Yes indeed!
I did a LOT of tweaking and I should have kept better track of my work, but I want to try to keep this concise yet helpful so I don’t just simply overload you with everything I did 
If I’m looking at the Python source directly, there are five things that may be happening in that instance (unfortunately the same message is used for several scenarios):
-
Unable to add the user (i.e. user limit hit)
-
Unable to fetch session’s token using
CLIENT_SECRETandCLIENT_IDusingTOKEN_URL -
Unable to get session state using
AUTHORIZATION_URL -
Unable to obtain user info from
USER_INFO_URL -
Unable to generally authenticate
That error message is repeated in other places as well, but in those other instances, they have other attendant messages too which give more descriptive information.

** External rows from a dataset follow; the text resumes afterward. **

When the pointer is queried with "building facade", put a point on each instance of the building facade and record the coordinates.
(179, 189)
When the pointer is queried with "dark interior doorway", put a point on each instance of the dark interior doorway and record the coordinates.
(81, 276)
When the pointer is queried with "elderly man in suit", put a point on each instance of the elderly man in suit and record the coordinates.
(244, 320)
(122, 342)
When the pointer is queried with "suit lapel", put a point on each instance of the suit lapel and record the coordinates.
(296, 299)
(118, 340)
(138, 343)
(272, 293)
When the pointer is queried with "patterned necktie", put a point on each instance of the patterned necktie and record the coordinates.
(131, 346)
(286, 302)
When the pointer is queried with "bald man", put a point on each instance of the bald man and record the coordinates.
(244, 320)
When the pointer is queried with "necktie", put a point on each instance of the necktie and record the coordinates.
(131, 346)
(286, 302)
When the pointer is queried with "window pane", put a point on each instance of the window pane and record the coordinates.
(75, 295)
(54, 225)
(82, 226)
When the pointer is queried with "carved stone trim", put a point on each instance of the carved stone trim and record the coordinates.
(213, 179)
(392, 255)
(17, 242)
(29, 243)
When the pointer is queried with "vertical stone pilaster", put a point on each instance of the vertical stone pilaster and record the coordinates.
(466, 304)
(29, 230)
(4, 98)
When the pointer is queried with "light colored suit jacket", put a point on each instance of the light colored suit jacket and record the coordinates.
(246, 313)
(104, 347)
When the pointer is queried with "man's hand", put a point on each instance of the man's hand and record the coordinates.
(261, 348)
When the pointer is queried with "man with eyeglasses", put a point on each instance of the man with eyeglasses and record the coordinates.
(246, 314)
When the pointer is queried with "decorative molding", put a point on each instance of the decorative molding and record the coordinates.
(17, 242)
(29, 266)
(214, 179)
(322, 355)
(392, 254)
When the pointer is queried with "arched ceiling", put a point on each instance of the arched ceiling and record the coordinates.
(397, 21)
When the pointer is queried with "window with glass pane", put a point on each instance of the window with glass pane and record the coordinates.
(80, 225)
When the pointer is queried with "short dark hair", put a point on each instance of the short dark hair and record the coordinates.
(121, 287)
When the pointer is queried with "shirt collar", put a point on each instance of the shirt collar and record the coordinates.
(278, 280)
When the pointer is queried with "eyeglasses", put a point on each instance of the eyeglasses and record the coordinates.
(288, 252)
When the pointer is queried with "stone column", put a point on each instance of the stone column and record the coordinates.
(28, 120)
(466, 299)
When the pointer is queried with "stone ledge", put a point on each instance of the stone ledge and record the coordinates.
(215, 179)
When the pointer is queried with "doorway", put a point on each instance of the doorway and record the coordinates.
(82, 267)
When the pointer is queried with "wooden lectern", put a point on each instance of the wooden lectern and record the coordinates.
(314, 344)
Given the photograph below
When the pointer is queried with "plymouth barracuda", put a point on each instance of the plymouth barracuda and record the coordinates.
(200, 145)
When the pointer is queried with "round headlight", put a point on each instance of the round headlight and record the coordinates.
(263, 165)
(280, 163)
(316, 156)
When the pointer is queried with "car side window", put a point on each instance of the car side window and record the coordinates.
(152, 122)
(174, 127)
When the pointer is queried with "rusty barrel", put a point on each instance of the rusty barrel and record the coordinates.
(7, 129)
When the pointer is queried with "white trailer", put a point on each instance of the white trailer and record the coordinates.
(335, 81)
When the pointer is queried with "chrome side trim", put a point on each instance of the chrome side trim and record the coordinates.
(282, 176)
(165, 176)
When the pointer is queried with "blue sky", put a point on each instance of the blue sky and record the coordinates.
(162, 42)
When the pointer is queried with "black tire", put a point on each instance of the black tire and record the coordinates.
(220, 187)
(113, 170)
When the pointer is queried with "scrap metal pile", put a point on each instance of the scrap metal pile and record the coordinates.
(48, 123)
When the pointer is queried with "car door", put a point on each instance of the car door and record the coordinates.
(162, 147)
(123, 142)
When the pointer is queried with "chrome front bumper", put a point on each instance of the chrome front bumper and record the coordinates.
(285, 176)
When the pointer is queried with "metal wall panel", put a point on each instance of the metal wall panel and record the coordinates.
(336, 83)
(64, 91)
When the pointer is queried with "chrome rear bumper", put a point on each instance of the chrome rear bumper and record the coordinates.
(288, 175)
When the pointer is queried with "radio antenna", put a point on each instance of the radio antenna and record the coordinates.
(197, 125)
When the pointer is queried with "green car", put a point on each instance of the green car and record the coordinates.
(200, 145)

Your URL’s for the above look fine. My only real difference is that I added port 9091 to my PROVIDER_DOMAIN as Authelia was listening there (i.e. authelia.example.us:9091).
(Incidentally, in Authelia’s docker-compose, I had to change…
expose:
- 9091
…to…
ports:
- 9091:9091
…in order for Authelia to start listening there)
So that’s on the Seafile side. As for the Authelia side, of course I had to properly set the authentication_backend properly with the encryption algorithm (and corresponding users database, for which I just used a YAML file). I also had to set the OIDC provider with a Java Web Key set, using client_secret_basic for the token_endpoint_auth_method, although for the key set, I needed to add a container environment variable in the docker-compose file so I could properly template/include the key file contents in the configuration:
environment:
- X_AUTHELIA_CONFIG_FILTERS=template
Then the last piece was Apache Traffic Server, my reverse proxy. I just had to make sure I was passing both HTTPS & WebSockets traffic.
So that’s it in a high-level nutshell. If need be we can start matching up configs.